Social media changes like the seasons, too. Full advantage is taken of our smartphone applications to absolutely labour the point that it’s summer. We have to. Some folk mightn’t not know. You know, the ones that live in caves and under rocks. Pictures of a mid-afternoon Bulmer’s, shots of sunglasses on garden tables, and images of Dad burning sausages on the £300 BBQ grill he’s just splashed out on. When/if the heatwave arrives, we upload pictures of Mr Blobby-pink sunburn like it’s some sort of an achievement: “I’ve only been in the sun 35 minutes, oops!” We go over the top in summer, but it’s totally necessary – it only happens once a year (if we are lucky). But regardless we do have a false expectation that probably leaves us in a slightly sullen state, come September. It’s not just the bipolar British weather, it’s also our mind set.

Every single year, we set our hopes up for a magical summer – a time of year that we anticipate from January and thereafter. It doesn’t matter if your cat died in the winter because everything is just peak when the sun arrives. We have a naive attitude that summer is some sort of uncle that pats us on the back and says “everything will be okay, kid”. To a certain extent that’s true – it’s scientifically proven that our mental wellbeing is far healthier in the summer months – but we should probably stop setting the bar so ridiculously high. This actually dates back as far as our youth.

Recall the days of the 6 weeks holidays in primary school.  Everyone has most likely set up a ‘Lemonade Stand’ trying to flog individual cups Schweppes lemonade to street that has a footfall of 2 per hour. Or established a ‘Car Wash Enterprise’, then realised that £5 divided by 3 of you and your pals isn’t really feasible for 2 and half hours work on your neighbours Citroën. As you’ve matured into your teenage years you’ve probably expected to be sitting in the park watching the sun go down with your crush next to you like some scene from 90210. If you live in city suburbs or rural areas, then you have dreamt about cruising in a convertible with your mates when you turned 17. We have all been guilty of building up a narrative that we will appear at house parties in summer boat houses consisting of red cups, Sum 41 and Toga costumes. In recent years society has started attending British festivals dressed like it’s Coachella.
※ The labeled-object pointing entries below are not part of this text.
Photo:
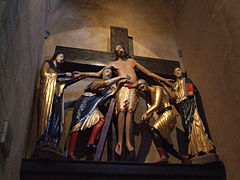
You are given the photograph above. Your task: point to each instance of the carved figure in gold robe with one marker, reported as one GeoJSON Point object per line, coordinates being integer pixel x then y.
{"type": "Point", "coordinates": [127, 97]}
{"type": "Point", "coordinates": [157, 102]}
{"type": "Point", "coordinates": [189, 106]}
{"type": "Point", "coordinates": [86, 112]}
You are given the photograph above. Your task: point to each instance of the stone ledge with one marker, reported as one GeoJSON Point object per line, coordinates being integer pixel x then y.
{"type": "Point", "coordinates": [71, 170]}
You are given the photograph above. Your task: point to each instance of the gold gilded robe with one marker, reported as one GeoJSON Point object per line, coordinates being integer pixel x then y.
{"type": "Point", "coordinates": [159, 104]}
{"type": "Point", "coordinates": [48, 79]}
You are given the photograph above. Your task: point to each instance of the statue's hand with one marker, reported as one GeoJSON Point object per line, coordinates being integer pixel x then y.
{"type": "Point", "coordinates": [78, 74]}
{"type": "Point", "coordinates": [169, 81]}
{"type": "Point", "coordinates": [127, 77]}
{"type": "Point", "coordinates": [189, 94]}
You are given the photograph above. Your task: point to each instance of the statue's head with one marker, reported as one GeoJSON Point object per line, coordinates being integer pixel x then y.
{"type": "Point", "coordinates": [178, 73]}
{"type": "Point", "coordinates": [142, 85]}
{"type": "Point", "coordinates": [107, 73]}
{"type": "Point", "coordinates": [121, 52]}
{"type": "Point", "coordinates": [59, 57]}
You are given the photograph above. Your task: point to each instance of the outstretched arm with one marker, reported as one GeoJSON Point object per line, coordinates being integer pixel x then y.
{"type": "Point", "coordinates": [157, 102]}
{"type": "Point", "coordinates": [91, 74]}
{"type": "Point", "coordinates": [151, 74]}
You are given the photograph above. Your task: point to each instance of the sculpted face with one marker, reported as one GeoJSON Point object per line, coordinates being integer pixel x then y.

We create a totally false interpretation of a British summer. We anticipate summer through a pair of rose tinted Clubmastser Ray Bans. A British summer is truly brilliant if we stop trying to live up to this fraudulent concept of how we should live it.

When you were younger (and the lemonade stand didn’t really take off), what did you do? Let me enlighten you. Back garden Wrestle Mania on trampolines. Water fights ending in tears. We shot each other with potato guns. We transformed our Apollo Mountain bikes into Suzuki Hayabusa’s with a Coca cola can wedged down the back wheel. Have you ever watched a sun set with your teenage crush? Nah didn’t think so. As you turned 17, there was no convertible to cruise about in. You may have been granted the keys to your Mums hardtop ’03-plate Corsa, and maybe you did go actually cruising. But with your mates, the cruising would consist of going no further than your local McDonalds drive thru and trying to play 50 Cent through an inadequate aux cable. There are no summer parties in boat houses and our festivals are a muddy far cry from Coachella.

All that said, back garden Wrestle Mania and Motorbike Mountain bikes define a childhood. The British realities of the California summer lead to slight disappointment, but at the end of it all we all love the commotion over summer because it’s so Britishly shit, its actually rather good.